Compare two PDFs using specified mode.
Modes:
- 'binary': Exact byte comparison (fastest)
- 'text': Text content comparison
- 'visual': Pixel-by-pixel comparison (slowest)
- 'auto': Try binary first, then text if different
"""
result = {
"identical": False,
"mode_used": mode,
"details": ""
}
# Binary comparison
if mode in ("binary", "auto"):
if os.path.getsize(pdf1) == os.path.getsize(pdf2):
if get_file_hash(pdf1) == get_file_hash(pdf2):
result["identical"] = True
result["mode_used"] = "binary"
result["details"] = "Files are byte-for-byte identical"
return result
if mode == "binary":
result["details"] = "Binary content differs"
return result
# Text comparison
if mode in ("text", "auto"):
if is_content_match(pdf1, pdf2):
result["identical"] = True
result["mode_used"] = "text"
result["details"] = "Text content matches (metadata may differ)"
return result
result["details"] = "Text content differs"
return result
# Visual comparison
if mode == "visual":
match, message = compare_visual(pdf1, pdf2)
result["identical"] = match
result["details"] = message
return result
return result
# Usage
result = compare_pdfs("doc1.pdf", "doc2.pdf", mode="auto")
print(f"Identical: {result['identical']}")

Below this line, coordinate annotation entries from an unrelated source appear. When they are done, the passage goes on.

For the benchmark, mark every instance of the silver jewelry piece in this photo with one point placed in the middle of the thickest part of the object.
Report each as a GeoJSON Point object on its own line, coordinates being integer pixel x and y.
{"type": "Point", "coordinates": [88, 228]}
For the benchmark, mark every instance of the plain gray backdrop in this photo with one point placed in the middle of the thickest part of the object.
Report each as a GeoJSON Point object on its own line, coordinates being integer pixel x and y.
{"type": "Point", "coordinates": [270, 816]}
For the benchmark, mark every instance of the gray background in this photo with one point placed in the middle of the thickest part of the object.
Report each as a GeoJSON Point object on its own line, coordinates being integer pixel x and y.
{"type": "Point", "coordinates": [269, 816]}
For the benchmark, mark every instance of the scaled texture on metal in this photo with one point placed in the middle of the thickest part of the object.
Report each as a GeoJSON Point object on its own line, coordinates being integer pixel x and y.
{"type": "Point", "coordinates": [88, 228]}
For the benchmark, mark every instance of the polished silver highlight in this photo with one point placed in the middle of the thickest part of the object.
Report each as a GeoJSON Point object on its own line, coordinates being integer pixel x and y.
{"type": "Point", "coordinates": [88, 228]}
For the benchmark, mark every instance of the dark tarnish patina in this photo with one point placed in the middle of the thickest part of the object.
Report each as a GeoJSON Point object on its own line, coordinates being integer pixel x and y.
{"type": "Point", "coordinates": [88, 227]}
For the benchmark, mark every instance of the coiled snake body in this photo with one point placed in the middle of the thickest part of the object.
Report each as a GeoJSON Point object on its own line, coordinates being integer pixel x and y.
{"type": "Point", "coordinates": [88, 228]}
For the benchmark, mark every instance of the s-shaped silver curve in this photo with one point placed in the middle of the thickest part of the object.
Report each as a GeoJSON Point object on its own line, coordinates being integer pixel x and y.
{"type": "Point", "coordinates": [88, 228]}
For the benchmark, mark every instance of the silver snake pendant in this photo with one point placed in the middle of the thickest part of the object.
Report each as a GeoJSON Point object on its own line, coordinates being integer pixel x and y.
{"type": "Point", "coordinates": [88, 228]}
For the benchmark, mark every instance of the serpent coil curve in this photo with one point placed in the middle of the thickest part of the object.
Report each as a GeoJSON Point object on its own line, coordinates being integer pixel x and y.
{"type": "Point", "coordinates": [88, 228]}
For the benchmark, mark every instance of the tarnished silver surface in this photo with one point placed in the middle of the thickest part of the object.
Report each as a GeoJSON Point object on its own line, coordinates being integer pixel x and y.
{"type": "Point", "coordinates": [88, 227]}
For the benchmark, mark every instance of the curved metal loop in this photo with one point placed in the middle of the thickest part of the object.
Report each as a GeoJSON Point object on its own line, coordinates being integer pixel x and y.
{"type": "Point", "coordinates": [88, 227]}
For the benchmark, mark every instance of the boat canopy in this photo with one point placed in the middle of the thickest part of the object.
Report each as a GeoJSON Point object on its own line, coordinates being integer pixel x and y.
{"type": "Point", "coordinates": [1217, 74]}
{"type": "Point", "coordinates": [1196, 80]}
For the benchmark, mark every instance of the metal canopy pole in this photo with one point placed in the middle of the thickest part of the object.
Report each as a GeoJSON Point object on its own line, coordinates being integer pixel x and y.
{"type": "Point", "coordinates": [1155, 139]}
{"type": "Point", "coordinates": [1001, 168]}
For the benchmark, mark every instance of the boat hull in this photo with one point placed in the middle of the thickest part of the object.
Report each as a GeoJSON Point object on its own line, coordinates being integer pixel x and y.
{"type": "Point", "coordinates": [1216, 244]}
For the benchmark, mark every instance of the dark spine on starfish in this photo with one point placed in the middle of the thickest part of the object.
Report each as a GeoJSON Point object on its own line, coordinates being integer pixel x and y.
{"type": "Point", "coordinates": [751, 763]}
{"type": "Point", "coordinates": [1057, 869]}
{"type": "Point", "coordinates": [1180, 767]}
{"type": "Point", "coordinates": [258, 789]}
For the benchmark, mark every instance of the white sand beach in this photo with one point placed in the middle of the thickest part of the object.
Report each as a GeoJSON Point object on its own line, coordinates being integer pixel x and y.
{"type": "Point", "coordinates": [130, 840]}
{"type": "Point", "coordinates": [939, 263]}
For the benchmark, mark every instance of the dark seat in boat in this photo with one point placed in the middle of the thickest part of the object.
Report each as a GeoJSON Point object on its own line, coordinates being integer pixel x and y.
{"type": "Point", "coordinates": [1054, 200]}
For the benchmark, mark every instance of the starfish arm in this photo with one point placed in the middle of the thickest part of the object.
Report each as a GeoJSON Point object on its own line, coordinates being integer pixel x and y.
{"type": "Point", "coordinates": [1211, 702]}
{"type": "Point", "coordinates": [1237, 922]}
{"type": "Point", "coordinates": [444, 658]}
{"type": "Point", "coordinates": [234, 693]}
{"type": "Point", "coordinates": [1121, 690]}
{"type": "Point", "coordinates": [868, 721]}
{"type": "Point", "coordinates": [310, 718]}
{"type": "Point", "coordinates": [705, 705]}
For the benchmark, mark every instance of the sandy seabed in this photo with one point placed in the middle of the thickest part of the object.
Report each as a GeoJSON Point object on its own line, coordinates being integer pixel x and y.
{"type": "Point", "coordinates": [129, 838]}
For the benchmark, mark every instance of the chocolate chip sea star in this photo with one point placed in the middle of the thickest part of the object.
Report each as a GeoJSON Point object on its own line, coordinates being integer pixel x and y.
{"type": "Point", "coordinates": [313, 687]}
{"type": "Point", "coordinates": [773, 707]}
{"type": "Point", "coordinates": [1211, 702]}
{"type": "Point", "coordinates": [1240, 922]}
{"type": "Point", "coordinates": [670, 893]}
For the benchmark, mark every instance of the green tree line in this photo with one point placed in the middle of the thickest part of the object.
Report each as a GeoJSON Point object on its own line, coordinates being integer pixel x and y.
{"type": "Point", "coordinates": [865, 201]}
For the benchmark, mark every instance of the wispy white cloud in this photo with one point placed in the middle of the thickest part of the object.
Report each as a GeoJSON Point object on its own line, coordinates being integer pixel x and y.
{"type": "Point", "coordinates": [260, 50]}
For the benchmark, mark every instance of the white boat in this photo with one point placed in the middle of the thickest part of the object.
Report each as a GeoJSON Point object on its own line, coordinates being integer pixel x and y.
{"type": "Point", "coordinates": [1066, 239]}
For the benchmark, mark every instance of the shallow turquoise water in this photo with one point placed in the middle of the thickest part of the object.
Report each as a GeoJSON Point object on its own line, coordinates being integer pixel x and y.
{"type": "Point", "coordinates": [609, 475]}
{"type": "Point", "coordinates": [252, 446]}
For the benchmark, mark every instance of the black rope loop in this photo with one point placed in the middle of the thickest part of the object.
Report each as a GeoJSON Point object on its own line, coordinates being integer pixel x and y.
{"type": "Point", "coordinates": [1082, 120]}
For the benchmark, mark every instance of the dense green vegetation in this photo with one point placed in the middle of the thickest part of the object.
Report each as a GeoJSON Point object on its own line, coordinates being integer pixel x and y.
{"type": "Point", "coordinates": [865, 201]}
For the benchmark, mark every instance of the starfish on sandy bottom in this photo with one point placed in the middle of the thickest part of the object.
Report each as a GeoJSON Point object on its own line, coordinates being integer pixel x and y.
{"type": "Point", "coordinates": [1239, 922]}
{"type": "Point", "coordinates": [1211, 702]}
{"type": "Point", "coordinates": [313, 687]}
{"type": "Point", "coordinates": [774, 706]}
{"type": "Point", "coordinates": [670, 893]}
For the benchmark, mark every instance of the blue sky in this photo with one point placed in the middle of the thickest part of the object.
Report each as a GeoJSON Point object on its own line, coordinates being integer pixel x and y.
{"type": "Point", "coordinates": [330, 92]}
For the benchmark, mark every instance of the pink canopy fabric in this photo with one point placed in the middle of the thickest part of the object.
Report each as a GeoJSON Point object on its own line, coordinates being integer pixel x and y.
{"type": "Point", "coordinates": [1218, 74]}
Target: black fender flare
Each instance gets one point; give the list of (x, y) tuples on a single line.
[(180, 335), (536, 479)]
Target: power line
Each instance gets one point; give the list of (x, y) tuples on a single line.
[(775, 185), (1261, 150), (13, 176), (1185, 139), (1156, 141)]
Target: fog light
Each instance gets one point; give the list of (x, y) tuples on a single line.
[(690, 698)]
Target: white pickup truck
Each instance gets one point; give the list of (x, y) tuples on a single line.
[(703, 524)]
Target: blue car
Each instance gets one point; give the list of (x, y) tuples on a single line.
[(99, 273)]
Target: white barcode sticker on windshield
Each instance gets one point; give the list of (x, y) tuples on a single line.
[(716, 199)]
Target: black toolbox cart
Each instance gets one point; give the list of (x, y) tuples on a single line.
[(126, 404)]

print(f"Method: {result['mode_used']}")
print(f"Details: {result['details']}")
Summary
| Method | Detects | Speed | Use Case |
|---|---|---|---|
| SHA-256 hash | Any byte difference | Fast | Backup verification, integrity checks |
| Text extraction | Text content changes | Medium | Document review, content validation |
| Visual comparison | Layout and formatting | Slow | Design QA, regression testing |
Start with hash comparison for speed. If files differ and you need to understand why, use text extraction to check content changes. Reserve visual comparison for layout-critical workflows where formatting matters as much as content.